Photo credit: phunkstarr/Jon-Eric Melsæter on Flickr

I stopped by the trade show at the 2011 Western Safety Conference in Vancouver on April 19 and enjoyed many interesting conversations.

For example, I’ve been invited to be strapped onto a rescue board and lifted up in a mock confined space rescue – which I am seriously considering. Stay tuned for lots of stories as I follow up with folks in the weeks to come.

One unique thing I brought home is a Brief Relief Urinal Bag – designed for workers who don’t have access to toilets. I got one from Colin Kryski, president of Potti Corp, based in Calgary.

Colin told me these “portable lavatory” bags are used by truckers, utility workers, military personnel, and other folks who need a hygienic solution when nature calls but there’s nowhere to go.

When I got home, I checked out the Brief Relief website, where I found an impressive client list that includes BC Hydro, Telus, City of Vancouver, and the RCMP.

The bags are funnel-shaped and can be used by women and men.
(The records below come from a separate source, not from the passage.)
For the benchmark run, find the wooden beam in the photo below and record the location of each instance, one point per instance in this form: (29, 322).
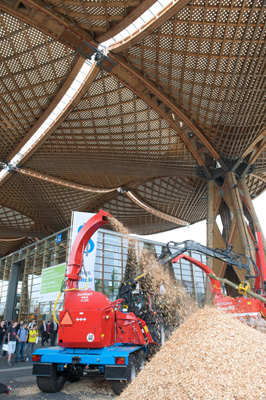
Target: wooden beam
(37, 14)
(127, 20)
(150, 209)
(158, 20)
(61, 182)
(164, 106)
They have a “one-way valve to prevent accidental spills” and the pee turns into a “deodorized gel” when it mixes with the “proprietary blend of naturally bioactive polymers and enzymes” in each bag – “safe for disposal in any trash receptacle.”

They also have Disposa-John Kits that holds liquid and solid waste. Enough said.

“Holding it in” can be hazardous to your health

Colin mentioned some of these hazards that are described on the Brief Relief website: “Holding it or delayed voiding, in medical terms, can cause your body serious harm including urinary tract infections, bladder disease and kidney stones.”

Aside from these potential health effects, it’s also pretty distracting when you’ve realllllly gotta go – and the Brief Relief website points out associated safety risks such as: “Increased probability of vehicular accidents… [and] Increased time engaging in behaviors with a high likelihood of injury such as lifting, lowering, and bending.”

I’ve never thought about this safety issue before – nor about the hygiene risks faced by workers who come up with unsanitary solutions to the “no toilet” problem. My awareness is raised, and I’m sure my son will enjoy trying the sample during our next long car trip!